How to Use Coarray Fortran with MPI I/O
Author: Amasaki Shinobu (雨崎しのぶ)
Twitter: @amasaki203
Posted on: 2023-08-10 JST
Abstract
- Coarray is cooperatable with MPI on OpenCoarrays or Intel oneAPI environments.
- We can use MPI I/O, since the Fortran Standards does not define Parallel I/O.
- Then, let’s use together Coarray feature and MPI I/O-based libraries.
Contents
- Introduction
- Environments
- GNU Fortran Compiler + OpenCoarrays
- Intel oneAPI Fortran Compiler
- Parallel I/O
- Let’s Use Coarray with MPI I/O-based libraries.
- Conclusion
- Appendix
- Tested enviromnets
- Why can they use togather?
- Reference
Introduction
Coarray is the feature for parallelization built into the Fortran language which standardized at Fortran 2008. This includes parallel processing capabilities, but even the latest standards do not define for I/O parallelization features.
The conclusion is that the Coarray feature is able to use
cooperatively with the MPI library, and they can be used
together by NOT calling
mpi_init()
and mpi_finalize()
.
Thus, the following code is buildable and executable:
program main
use, intrinsic :: iso_fortran_env
use mpi_f08
implicit none
integer(int32) :: petot, ierr
integer(int32) :: rank[*]
! absence of `call mpi_init`
call mpi_comm_size(mpi_comm_world, petot, ierr)

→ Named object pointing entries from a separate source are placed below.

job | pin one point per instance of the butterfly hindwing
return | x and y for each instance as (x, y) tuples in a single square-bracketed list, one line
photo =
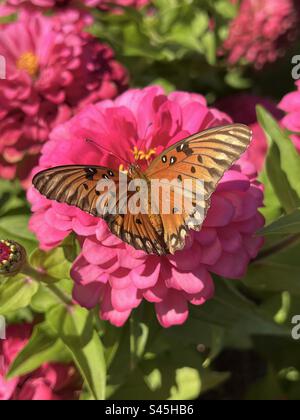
[(205, 156)]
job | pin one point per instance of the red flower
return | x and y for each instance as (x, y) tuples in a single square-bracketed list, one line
[(53, 72)]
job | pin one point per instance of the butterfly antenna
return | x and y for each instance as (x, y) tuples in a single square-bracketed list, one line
[(107, 151), (145, 136)]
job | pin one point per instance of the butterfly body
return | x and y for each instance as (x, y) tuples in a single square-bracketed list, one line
[(206, 156)]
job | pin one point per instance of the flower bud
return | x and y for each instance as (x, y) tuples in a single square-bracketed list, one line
[(12, 257)]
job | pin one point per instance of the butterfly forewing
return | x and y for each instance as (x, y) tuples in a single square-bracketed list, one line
[(75, 185), (204, 157)]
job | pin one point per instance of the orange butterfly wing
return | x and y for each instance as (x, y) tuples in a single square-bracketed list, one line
[(74, 185), (205, 156), (77, 186)]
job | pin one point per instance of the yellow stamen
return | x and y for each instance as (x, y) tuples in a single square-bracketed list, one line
[(122, 169), (28, 62), (143, 155)]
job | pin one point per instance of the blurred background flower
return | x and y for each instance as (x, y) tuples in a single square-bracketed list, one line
[(102, 4), (113, 273), (263, 31), (51, 382), (53, 72)]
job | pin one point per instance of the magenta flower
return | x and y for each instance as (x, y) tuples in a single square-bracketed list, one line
[(114, 274), (102, 4), (242, 109), (262, 31), (50, 382), (53, 72), (291, 105)]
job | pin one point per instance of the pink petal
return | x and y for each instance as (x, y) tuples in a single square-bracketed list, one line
[(173, 310)]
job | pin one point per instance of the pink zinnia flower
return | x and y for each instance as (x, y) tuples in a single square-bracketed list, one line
[(114, 274), (291, 105), (262, 31), (242, 109), (50, 382), (102, 4), (53, 72)]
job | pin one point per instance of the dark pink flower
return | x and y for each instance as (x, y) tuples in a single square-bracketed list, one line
[(113, 273), (53, 72), (262, 31), (102, 4), (242, 109), (291, 105), (50, 382)]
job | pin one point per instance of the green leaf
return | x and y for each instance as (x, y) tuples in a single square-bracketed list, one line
[(188, 384), (287, 196), (286, 225), (16, 293), (16, 228), (41, 348), (288, 156), (74, 326), (273, 208), (277, 272)]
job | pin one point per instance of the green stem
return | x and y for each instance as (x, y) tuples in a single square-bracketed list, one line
[(280, 246), (40, 277)]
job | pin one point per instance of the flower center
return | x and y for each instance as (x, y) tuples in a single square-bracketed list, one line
[(141, 155), (5, 252), (28, 62)]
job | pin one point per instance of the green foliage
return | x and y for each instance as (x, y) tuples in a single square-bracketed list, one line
[(74, 326)]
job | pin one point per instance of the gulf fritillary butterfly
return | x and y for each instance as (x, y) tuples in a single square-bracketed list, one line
[(206, 156)]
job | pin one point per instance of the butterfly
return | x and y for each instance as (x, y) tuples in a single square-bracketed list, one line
[(204, 156)]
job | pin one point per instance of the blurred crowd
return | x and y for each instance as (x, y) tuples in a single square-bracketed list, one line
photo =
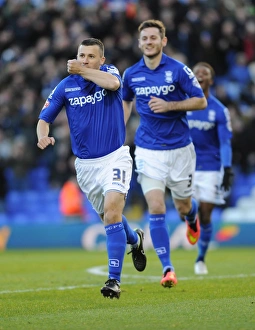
[(38, 37)]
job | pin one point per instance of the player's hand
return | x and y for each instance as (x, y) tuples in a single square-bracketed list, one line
[(158, 105), (74, 66), (45, 141), (227, 178)]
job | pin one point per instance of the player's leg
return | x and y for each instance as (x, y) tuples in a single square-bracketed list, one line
[(115, 242), (152, 172), (205, 212), (155, 199), (181, 184), (209, 194)]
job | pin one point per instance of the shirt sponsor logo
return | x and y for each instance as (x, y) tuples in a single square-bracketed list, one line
[(169, 77), (114, 226), (138, 79), (72, 89), (155, 90), (82, 100), (201, 125)]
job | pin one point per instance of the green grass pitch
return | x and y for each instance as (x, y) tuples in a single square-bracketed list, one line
[(60, 290)]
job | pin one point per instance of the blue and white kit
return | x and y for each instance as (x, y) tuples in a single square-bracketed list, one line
[(170, 81), (104, 114)]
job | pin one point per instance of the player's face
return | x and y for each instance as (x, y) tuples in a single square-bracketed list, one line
[(151, 43), (90, 56), (204, 76)]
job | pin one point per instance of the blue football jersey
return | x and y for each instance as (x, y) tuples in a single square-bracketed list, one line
[(210, 129), (171, 81), (95, 115)]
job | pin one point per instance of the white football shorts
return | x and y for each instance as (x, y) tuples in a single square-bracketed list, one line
[(97, 176), (173, 168), (207, 187)]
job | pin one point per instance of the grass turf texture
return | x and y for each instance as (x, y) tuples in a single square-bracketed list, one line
[(52, 289)]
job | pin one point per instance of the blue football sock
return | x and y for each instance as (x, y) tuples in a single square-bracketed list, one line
[(132, 236), (116, 246), (204, 240), (191, 216), (160, 239)]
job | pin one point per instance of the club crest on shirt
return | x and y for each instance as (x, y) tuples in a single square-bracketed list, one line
[(168, 76), (211, 115), (46, 104)]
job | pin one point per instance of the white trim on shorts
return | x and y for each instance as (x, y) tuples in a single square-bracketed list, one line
[(207, 187), (97, 176), (174, 168)]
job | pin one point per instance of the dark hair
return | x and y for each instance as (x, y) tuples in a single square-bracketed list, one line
[(92, 42), (207, 65), (153, 23)]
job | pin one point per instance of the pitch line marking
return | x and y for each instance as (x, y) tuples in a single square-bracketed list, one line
[(102, 271)]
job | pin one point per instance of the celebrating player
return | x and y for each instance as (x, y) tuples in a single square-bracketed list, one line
[(165, 157), (92, 98), (211, 134)]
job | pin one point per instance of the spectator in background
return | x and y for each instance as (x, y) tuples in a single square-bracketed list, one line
[(37, 36), (211, 134)]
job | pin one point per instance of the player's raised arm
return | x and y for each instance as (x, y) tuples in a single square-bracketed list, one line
[(89, 60), (42, 131)]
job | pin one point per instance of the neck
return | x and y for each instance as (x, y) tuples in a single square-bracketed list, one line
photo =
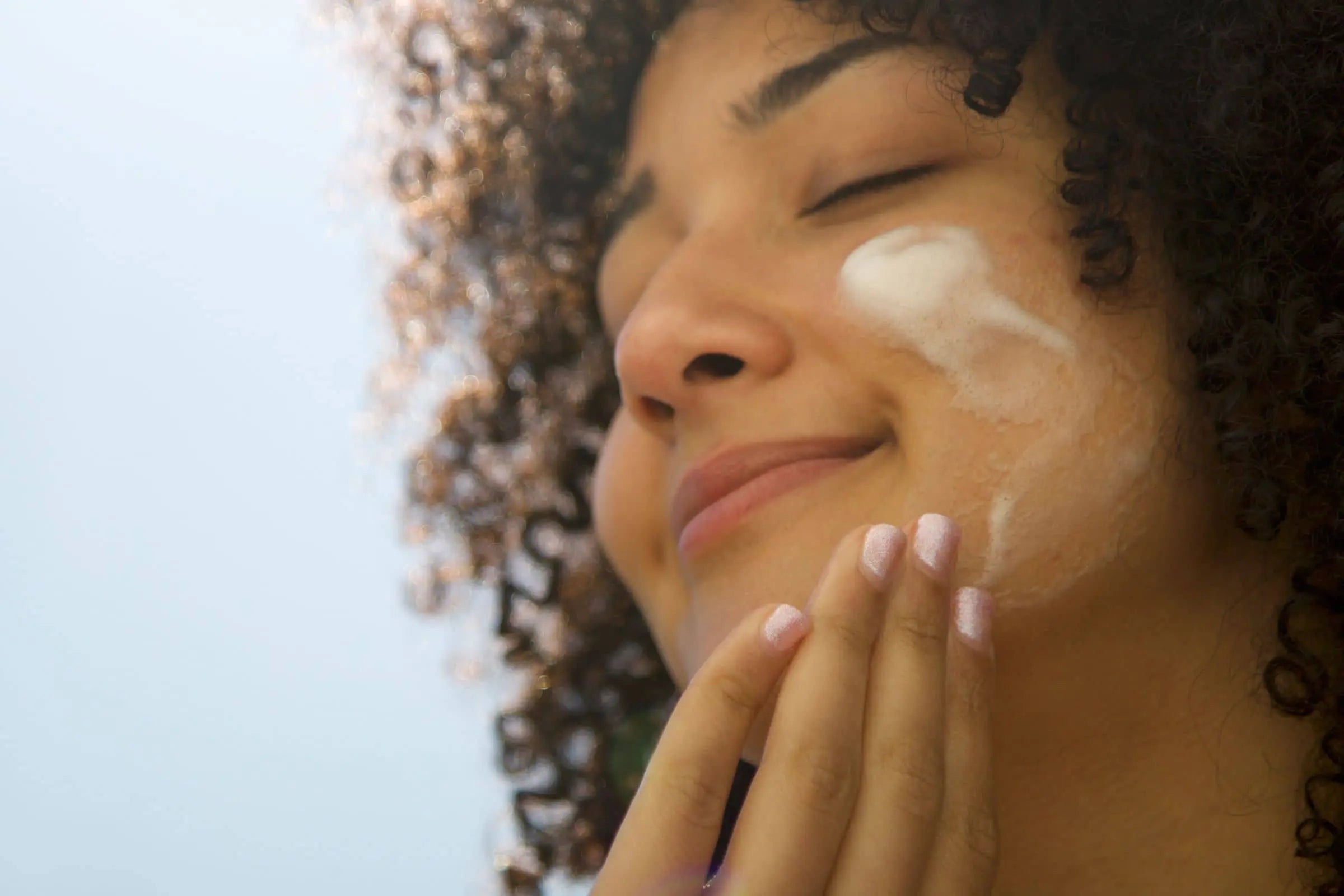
[(1136, 747)]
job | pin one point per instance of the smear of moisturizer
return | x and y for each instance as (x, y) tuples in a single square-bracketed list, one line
[(928, 288), (929, 291)]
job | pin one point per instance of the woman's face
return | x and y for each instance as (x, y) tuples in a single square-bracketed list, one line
[(939, 316)]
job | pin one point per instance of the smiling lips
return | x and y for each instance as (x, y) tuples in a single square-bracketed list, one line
[(721, 491)]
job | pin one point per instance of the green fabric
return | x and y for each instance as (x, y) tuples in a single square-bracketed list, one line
[(631, 749)]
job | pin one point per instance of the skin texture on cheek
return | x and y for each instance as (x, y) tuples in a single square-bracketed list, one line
[(1052, 445)]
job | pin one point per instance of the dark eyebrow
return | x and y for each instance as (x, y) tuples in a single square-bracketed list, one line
[(777, 95)]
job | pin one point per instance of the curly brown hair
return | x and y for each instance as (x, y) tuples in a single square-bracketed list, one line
[(1221, 120)]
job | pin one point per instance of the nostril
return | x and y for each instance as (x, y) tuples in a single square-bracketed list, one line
[(656, 409), (717, 366)]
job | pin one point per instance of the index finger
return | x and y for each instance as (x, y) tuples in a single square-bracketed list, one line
[(674, 820)]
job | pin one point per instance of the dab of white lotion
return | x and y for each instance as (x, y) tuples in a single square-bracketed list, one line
[(928, 289)]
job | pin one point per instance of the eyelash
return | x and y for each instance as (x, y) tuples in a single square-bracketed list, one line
[(870, 184)]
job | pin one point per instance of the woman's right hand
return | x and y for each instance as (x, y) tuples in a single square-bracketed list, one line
[(922, 821)]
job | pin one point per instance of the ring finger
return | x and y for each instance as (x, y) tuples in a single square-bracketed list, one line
[(803, 794), (901, 800)]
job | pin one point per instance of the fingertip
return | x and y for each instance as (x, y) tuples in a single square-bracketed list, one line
[(973, 614), (784, 628)]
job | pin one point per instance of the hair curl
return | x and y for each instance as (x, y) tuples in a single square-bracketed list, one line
[(1224, 119)]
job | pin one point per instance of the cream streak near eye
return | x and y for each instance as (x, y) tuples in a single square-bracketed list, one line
[(929, 291)]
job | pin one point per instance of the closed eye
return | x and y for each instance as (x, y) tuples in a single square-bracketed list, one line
[(870, 184)]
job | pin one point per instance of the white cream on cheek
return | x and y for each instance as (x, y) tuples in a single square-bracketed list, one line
[(928, 289)]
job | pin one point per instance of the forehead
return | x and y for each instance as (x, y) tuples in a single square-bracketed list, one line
[(717, 50)]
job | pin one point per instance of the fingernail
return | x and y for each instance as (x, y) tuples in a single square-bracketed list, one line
[(882, 546), (973, 612), (936, 543), (785, 628)]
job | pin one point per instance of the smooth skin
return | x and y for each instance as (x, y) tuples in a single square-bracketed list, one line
[(877, 773)]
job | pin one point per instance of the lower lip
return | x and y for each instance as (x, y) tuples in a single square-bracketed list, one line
[(721, 516)]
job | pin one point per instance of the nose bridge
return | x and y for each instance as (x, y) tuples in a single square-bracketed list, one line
[(709, 316)]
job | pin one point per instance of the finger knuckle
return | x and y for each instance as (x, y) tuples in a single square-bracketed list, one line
[(736, 693), (694, 799), (972, 696), (920, 631), (827, 778), (914, 774), (851, 632), (976, 830)]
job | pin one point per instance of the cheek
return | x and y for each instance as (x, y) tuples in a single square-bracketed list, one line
[(628, 517), (1039, 440)]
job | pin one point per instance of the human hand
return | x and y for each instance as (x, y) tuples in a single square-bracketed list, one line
[(877, 770)]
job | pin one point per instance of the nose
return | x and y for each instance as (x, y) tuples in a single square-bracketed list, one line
[(687, 352)]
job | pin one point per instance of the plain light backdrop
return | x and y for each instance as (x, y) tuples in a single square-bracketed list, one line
[(209, 679)]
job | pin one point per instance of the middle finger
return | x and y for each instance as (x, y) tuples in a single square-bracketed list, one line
[(901, 799), (795, 816)]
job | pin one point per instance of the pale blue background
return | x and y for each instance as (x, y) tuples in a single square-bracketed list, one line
[(209, 683)]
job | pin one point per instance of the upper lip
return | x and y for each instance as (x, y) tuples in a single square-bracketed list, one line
[(734, 466)]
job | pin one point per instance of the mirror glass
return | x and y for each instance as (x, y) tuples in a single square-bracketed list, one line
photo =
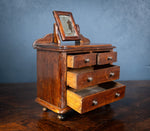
[(67, 25)]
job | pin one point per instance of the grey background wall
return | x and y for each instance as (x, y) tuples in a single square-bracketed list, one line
[(123, 23)]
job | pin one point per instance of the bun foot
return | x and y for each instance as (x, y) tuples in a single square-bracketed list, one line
[(44, 109)]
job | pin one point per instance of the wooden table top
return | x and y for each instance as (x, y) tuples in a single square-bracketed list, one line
[(18, 111)]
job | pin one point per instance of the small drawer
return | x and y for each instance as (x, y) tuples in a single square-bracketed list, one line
[(81, 60), (106, 58), (90, 98), (81, 78)]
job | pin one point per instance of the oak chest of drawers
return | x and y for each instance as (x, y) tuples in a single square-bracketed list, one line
[(77, 77)]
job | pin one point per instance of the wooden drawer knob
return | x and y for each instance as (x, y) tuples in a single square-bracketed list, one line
[(117, 94), (94, 102), (90, 79), (112, 74), (109, 58), (87, 60)]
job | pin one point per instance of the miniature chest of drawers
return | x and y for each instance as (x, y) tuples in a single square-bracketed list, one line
[(77, 77)]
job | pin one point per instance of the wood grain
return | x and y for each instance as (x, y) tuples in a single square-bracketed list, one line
[(106, 58), (78, 78), (82, 100), (78, 61), (19, 111), (51, 77)]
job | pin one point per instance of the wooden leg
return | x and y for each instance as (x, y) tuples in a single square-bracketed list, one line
[(44, 109)]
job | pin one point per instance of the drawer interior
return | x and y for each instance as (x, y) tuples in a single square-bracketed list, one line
[(90, 98)]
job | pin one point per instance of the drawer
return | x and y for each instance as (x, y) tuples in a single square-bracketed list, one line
[(90, 98), (81, 78), (106, 58), (81, 60)]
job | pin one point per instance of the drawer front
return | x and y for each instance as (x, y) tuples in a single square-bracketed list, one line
[(82, 60), (106, 58), (82, 79), (93, 97)]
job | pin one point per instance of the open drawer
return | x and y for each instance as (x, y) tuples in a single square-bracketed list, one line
[(90, 98), (82, 78)]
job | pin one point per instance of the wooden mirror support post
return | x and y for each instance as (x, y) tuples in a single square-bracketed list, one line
[(80, 76)]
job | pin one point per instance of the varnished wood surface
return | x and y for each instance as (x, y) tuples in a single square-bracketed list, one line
[(51, 78), (78, 61), (103, 94), (78, 78), (106, 58), (19, 111)]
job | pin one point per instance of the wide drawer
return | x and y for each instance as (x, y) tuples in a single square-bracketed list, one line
[(106, 58), (81, 78), (81, 60), (90, 98)]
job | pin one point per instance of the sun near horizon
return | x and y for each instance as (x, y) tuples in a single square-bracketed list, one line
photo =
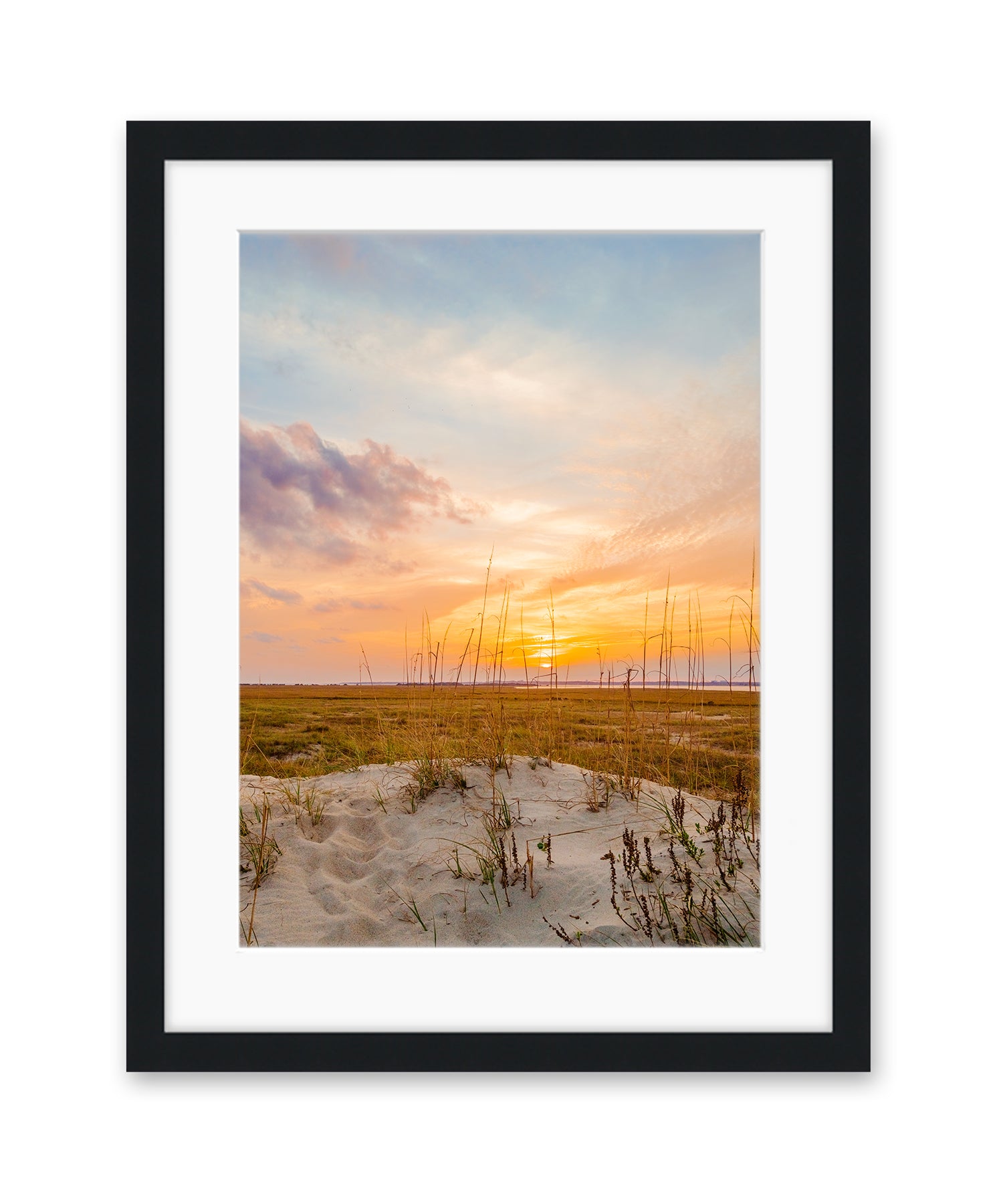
[(580, 411)]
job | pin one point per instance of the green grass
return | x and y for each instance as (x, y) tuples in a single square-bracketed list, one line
[(670, 736)]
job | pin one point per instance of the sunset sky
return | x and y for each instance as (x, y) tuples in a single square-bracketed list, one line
[(586, 405)]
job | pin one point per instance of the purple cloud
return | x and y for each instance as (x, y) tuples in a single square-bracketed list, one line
[(302, 492)]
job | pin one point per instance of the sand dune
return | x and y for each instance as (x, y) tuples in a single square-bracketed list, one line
[(372, 872)]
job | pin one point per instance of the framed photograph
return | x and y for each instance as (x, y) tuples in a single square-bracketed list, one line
[(499, 594)]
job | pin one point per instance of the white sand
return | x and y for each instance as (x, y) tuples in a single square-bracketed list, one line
[(350, 879)]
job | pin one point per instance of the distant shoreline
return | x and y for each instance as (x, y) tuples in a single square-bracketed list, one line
[(518, 686)]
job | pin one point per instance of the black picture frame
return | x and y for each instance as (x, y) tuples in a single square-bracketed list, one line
[(150, 144)]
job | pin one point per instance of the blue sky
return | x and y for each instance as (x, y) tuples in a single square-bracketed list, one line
[(586, 403)]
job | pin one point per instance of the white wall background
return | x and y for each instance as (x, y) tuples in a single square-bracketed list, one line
[(917, 1128)]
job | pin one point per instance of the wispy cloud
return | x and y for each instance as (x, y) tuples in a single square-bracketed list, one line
[(329, 605), (252, 587)]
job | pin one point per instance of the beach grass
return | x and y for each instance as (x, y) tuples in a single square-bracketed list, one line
[(694, 738)]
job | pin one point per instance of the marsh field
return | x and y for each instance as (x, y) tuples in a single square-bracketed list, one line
[(695, 740), (478, 815)]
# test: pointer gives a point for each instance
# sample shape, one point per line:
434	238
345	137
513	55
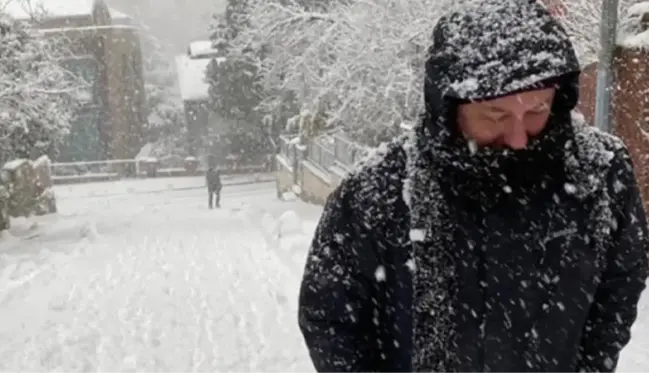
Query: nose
516	135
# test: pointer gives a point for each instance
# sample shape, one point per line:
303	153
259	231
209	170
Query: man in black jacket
503	235
214	185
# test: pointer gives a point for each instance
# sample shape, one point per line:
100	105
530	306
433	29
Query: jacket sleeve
614	307
335	309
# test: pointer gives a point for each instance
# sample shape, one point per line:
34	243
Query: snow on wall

call mpi_comm_rank(mpi_comm_world, rank, ierr)
print '(a,i2,a,i2,a,i2,a,i2)', &
'This rank is ', rank, ' of ', petot,' | This image is ', this_image(), ' of ', num_images()
! absence of `call mpi_finalize`
end program main
where,
- the
mpi_comm_size
procedure stores the total number of the execution in its second argument, - the
mpi_comm_rank
procedure stores the process-specific identifier in its second argument, - the
num_images()
function returns the total number of images of a coarray program execution, - and the
this_image()
function returns the image-specific identifier of a coarray program execution.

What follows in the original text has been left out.